Dans Le Zéro et l’Infini, Arthur Koestler, romancier et journaliste hongrois, qui décrit de l’intérieur la réalité du régime stalinien, avec ses procès et ses exécutions, écrit cette phrase, passée à la postérité, qui résume à elle seule toute l’irrationalité sous jacente aux chiffres et à la statistique. On serait tenté d’ajouter que deux fois deux font encore moins quatre lorsque prévalent les enjeux en termes de narratif et de soft power, pour reprendre une expression qui nous renvoie quelques années en arrière. Et que la somme de cette opération s’éloigne encore plus de quatre lorsque les enjeux géopolitiques, sur une toile de fond sanitaire, prennent le pas sur tout autre considération. Alors certes, il faut se garder de réactiver à l’égard de la Chine, et de sa communication, formelle et informelle, officielle et officieuse, les grilles de lecture qui ont pu prévaloir à un moment donné à l’égard de la Russie, avec une reductio ad fakenewsum pavlovienne empêchant toute réflexion sérieuse et mise en perspective. Pourtant, et comme l’ont souligné plusieurs chercheurs ces derniers jours, la stratégie narrative de la Chine ressemble à s’y méprendre à celle de la Russie au tournant des années 2010.
Le chercheur Kevin Limonier, spécialiste de la Russie et des enjeux géopolitiques ayant trait au cyberespace, souligne notamment que la situation présente, avec la communication chinoise s’écartant des sillons institutionnels et de la bienséance diplomatique, lui donne la “vague impression de revivre les heures glorieuses de La Voix de la Russie”.
Ce média, initialement Radio Moscou, est devenu Sputnik en 2014. Cette mue n’a pas seulement été esthétique, cosmétique et nominative.
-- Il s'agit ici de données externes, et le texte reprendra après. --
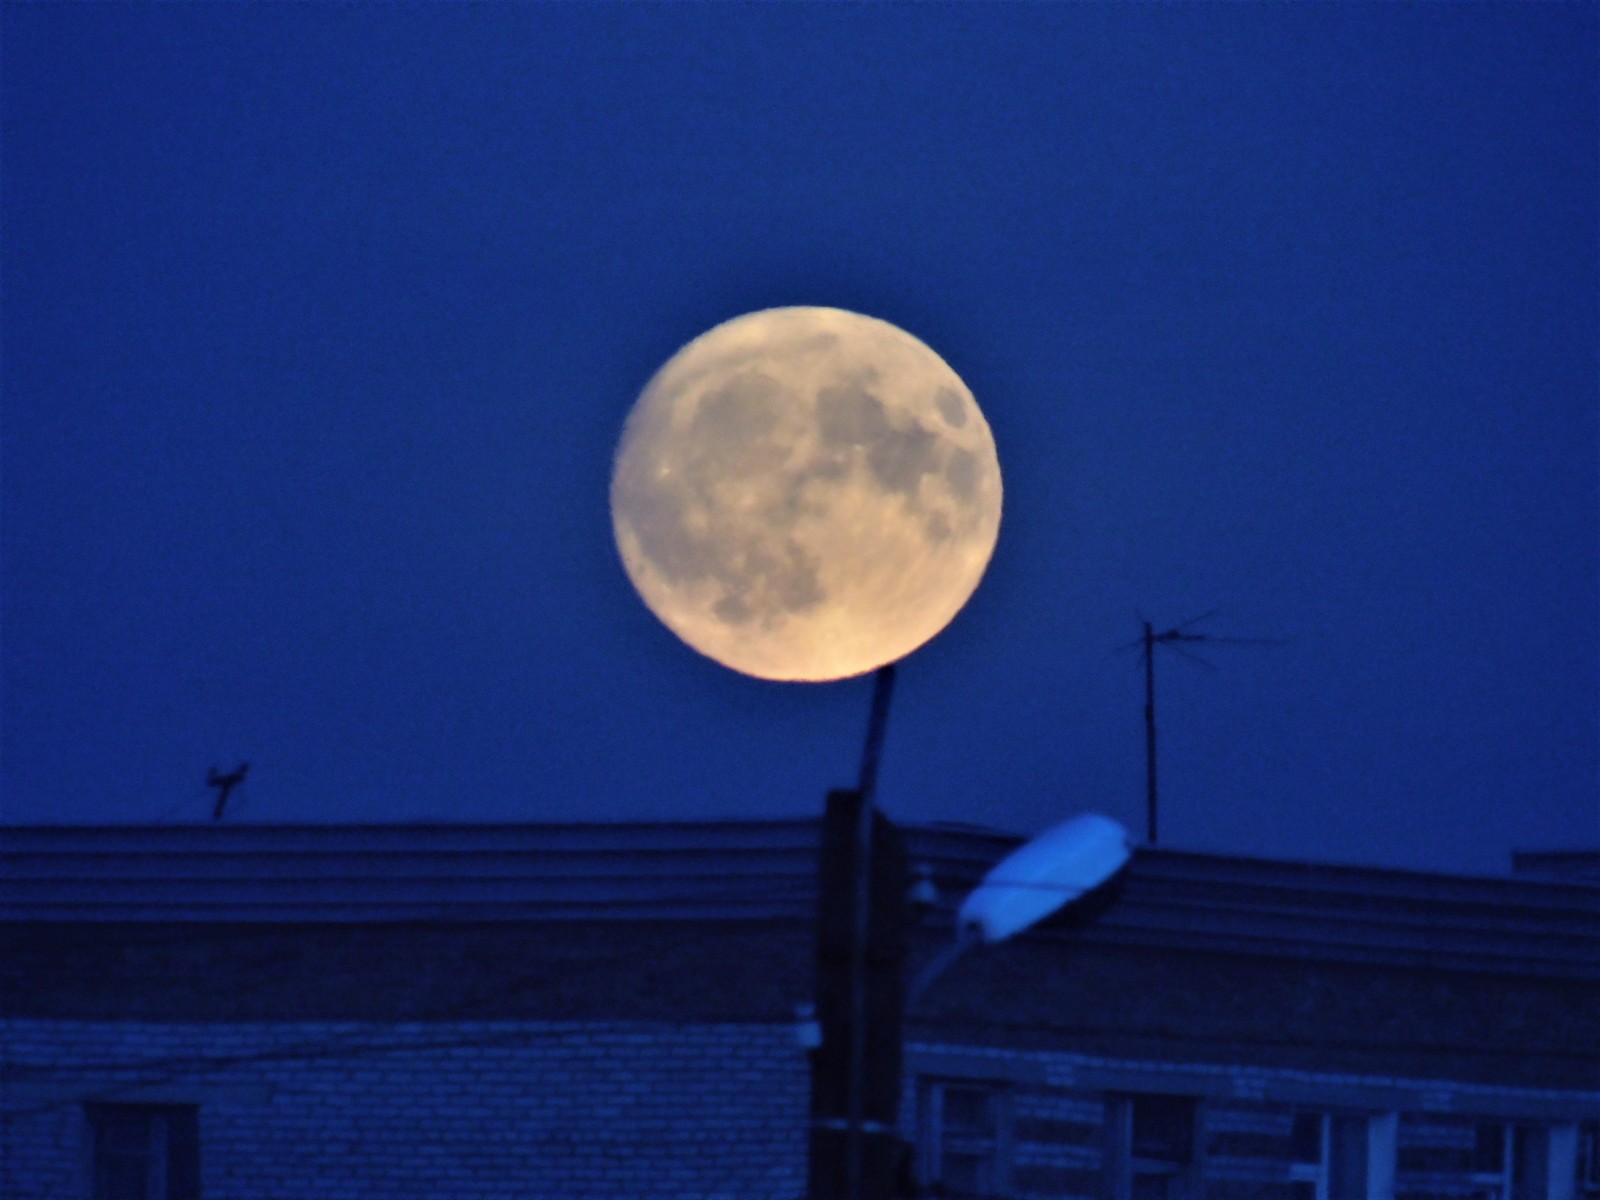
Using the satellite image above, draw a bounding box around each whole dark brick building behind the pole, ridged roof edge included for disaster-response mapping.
[0,822,1600,1200]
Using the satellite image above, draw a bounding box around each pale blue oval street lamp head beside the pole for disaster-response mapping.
[957,813,1131,944]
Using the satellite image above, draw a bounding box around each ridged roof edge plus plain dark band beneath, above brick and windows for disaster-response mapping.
[0,821,1600,1090]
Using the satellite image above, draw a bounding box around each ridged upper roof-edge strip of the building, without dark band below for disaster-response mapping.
[0,821,1600,979]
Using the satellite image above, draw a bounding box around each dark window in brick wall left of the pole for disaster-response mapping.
[85,1104,200,1200]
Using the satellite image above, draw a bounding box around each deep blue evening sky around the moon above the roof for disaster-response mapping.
[0,3,1600,872]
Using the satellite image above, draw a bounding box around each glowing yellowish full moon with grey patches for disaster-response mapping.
[611,307,1000,682]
Elle a donné lieu à une vraie rupture narrative de la part de la Russie, et à une approche plus subtile et fine de l’influence et de la contre-influence, loin des approches unilatérales, extrémistes et bien souvent complotistes. Les dernières publications de l’Ambassade de Chine en France, analysées par le chercheur de la FRS Antoine Bondaz, renvoient à cette époque même si l’absence d’utilisation de média proxy pour déployer ce genre de narratifs, où la désinformation, l’instillation du doute et la rumeur constituent les axes rhétoriques structurants, ne manque pas d’étonner et de questionner sur les motifs de cette stratégie. À qui parle la Chine ? Au gouvernement français et à sa diplomatie ? Aux Français, dans leur globalité, et donc par le truchement des réseaux sociaux (l’ambassade dispose d’un compte Twitter mais également d’une page Facebook) ? Aux francophones, et l’on pense ici naturellement, par ricochet, à la présence chinoise en Afrique ? À la diaspora vivant en France ? Voire au régime chinois lui-même ? Pour Antoine Bondaz, cette dernière hypothèse, consistant pour “les diplomates à Paris [à] se faire mousser par Pékin”, constituerait une clé de lecture pertinente. Si l’hyper-communication chinoise ne manque pas d’étonner, le mutisme de la diplomatie française ne va pas sans soulever des questions.